Trying to calm her down as he went he made the matters worse by saying that the Captain was busy and has no time for “such things”, this word felt like a blow to her. She responded angrily asking whether he would have time for “such things” after they wed. She then explains what is wrong with men, that they cannot understand women and take it for granted when they simply ask and feel like getting an answer in affirmative. She says no to the proposal. John Alden continues to pacify her and ignores whatever she says continuing with his offer from the Captain he goes on praising him. In all this, he almost forgets that he is actually praising his rival in love. The lady here supposedly knows about Alden’s feelings for her and feels the same for him because she laughs at all this and smilingly tells him “Why don’t you speak for yourself, John?”

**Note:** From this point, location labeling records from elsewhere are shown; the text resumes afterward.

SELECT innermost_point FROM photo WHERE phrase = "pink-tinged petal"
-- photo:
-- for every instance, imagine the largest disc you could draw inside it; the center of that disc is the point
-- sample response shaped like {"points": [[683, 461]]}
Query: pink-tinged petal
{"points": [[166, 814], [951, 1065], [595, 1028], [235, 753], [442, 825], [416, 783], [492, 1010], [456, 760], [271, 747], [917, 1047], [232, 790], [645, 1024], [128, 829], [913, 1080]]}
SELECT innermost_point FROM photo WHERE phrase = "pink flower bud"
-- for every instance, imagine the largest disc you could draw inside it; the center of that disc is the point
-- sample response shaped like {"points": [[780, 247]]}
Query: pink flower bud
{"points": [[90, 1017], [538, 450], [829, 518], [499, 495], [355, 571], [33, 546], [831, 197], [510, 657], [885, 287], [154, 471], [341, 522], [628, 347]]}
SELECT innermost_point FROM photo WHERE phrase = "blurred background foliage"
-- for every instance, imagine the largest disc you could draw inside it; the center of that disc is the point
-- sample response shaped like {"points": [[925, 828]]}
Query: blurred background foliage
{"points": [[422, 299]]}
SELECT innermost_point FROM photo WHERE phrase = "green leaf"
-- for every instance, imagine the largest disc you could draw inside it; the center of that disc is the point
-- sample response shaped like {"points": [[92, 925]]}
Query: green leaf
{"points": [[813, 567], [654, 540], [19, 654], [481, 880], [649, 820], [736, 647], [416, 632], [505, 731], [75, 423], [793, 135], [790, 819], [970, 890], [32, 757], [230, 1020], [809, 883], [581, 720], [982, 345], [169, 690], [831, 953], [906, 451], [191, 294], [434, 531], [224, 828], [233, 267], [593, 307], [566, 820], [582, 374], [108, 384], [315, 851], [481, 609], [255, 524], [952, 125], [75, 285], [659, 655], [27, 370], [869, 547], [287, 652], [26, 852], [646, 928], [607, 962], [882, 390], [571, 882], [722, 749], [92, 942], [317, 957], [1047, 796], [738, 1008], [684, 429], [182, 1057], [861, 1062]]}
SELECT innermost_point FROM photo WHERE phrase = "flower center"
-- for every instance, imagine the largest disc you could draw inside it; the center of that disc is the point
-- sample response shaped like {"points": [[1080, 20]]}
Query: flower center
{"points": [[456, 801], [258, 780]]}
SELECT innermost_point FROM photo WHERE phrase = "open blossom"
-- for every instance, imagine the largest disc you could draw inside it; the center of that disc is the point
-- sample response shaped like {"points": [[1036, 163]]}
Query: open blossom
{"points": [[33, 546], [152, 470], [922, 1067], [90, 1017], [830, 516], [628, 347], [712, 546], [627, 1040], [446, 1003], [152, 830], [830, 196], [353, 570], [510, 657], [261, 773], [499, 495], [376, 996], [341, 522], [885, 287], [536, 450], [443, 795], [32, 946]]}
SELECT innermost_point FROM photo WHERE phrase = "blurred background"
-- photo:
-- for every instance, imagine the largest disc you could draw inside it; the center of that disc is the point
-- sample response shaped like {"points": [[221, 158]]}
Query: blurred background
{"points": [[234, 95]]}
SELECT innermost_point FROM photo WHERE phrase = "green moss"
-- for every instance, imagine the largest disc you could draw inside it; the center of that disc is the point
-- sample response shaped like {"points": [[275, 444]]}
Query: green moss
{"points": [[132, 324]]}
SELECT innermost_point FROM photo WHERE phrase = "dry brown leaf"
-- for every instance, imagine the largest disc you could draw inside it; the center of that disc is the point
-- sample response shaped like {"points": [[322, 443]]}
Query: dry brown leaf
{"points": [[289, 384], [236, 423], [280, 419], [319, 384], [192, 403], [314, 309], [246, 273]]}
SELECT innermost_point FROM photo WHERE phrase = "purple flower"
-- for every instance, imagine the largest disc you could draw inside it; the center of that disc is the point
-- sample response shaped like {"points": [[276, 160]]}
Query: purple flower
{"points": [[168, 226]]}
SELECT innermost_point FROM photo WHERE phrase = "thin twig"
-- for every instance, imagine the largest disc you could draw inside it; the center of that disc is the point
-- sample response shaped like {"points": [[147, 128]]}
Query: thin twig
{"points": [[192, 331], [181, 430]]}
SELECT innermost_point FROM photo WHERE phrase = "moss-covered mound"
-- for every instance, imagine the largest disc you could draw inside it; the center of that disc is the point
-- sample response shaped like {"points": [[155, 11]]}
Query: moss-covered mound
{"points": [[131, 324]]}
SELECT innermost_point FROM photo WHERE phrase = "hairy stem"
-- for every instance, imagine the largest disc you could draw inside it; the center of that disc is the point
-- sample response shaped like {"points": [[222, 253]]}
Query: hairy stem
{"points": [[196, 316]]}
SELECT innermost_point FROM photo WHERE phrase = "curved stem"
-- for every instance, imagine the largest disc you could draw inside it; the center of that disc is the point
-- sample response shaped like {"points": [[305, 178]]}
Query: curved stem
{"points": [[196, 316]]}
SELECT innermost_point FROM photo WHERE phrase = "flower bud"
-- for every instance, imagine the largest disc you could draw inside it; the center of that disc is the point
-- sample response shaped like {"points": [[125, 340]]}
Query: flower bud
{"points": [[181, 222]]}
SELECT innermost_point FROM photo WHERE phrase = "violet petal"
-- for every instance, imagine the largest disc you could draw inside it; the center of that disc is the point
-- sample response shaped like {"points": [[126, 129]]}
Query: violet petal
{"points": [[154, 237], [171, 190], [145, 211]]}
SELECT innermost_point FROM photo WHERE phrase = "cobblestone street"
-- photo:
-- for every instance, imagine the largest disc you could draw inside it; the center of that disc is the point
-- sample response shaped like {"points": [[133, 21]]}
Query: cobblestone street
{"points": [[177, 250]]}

The Courtship of Miles Standish poem can be compared with Longfellow’s earlier written poem Evangeline. That is a poem written on a woman’s tragic love, her lover during the deportation in the year 1755 of the Acadian people, disappears. So both these poems are about the situation of people and the emotional turmoil’s they went through during America’s colonial era. Though the poem previously was written, was on a steadier note than the plot of The Courtship of Miles Standish, which varies in the description of emotion where we witness a mix of drama and comedy with the love-obsessed (love triangle you remember?) Pilgrims, battling against disease and Indians.